Perforazioni ad Agnano e fumarole anomale: indaga la Procura. L’Osservatorio Vesuviano: “Chiudere il pozzo”

fumarole agnano

Non si placano le polemiche suscitate dalle fumarole anomale emerse nel pozzo del cantiere del ‘Progetto GEOGRID’ nella zona di Agnano. Dopo circa un mese dalla prima attività, la V sezione della Procura di Napoli (coordinata dal procuratore aggiunto Sergio Amato) ha deciso di aprire un’indagine.

Al momento l’inchiesta non prevede ipotesi di reato e non contempla, al momento, indagati. I residenti sono preoccupati che l’attività di perforazione effettuata in quella zona sismica causi dei rischi, timore alimentato dall’ingente quantità di vapori, gas e fumi che si stanno sprigionando dopo le perforazioni.

Gli inquirenti, come riportato dall’Ansa, avrebbero l’intenzione di delegare le indagini al personale dell’Agenzia Regionale per la Protezione Ambientale in Campania e ai funzionari dell’Osservatorio Vesuviano (tra i partner del progetto di ricerca). Ma il direttore dell’Osservatorio Vesuviano, Francesca Bianco, esprime delle perplessità:

“Dato l’attuale livello di allerta dell’area flegrea, le perforazioni non sono opportune e comunque dovrebbero essere precedute da un’attività di educazione della popolazione”.
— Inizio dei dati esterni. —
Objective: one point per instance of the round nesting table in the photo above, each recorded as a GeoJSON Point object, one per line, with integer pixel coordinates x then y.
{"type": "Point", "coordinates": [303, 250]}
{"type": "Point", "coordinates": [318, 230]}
Nessun allarmismo comunque. Come si può infatti leggere dall’ultimo bollettino del 7 luglio pubblicato sul sito dell’Osservatorio Vesuviano, nell’area dei Campi Flegrei sono stati registrati 14 terremoti di bassa energia con magnitudo inferiore a 1. Per quanto riguarda le fumarole anomale:

“L’emissione continua ad essere costituita dalla miscela di due componenti: il primo con composizione simile ai fluidi idrotermali emessi dalle fumarole della Solfatara- Pisciarelli, il secondo caratterizzato da una fase liquida ricca in gas atmosferici e con un’elevata salinità. La frazione nella miscela di quest’ultima fase risulta notevolmente aumentata rispetto a quanto osservato il 13/06/2020, così come l’intensità e la frequenza della sua emissione dal foro. Per la prima volta dopo l’inizio della perforazione, è stata riscontrata la presenza di acqua liquida ad una profondità di circa 46 m dal boccapozzo. In considerazione: della ben nota alterazione idrotermale dei suoli su cui insiste la perforazione; del perdurare dell’emissione incontrollata che non si può escludere possa portare all’estensione dell’area interessata; della risalita del livello dell’acqua nel pozzo con la rapida oscillazione del livello piezometrico nell’ordine di metri; della manifesta emissione periodica a “pioggia” della fase liquida dal pozzo; dell’incremento della Temperatura di equilibrio, allo stato attuale delle conoscenze non è possibile escludere ulteriori risalite della fase liquida nel foro e un incremento della sua emissione. È pertanto fortemente suggerito, in osservanza al principio di precauzione, un rapido intervento per la chiusura mineraria del pozzo”.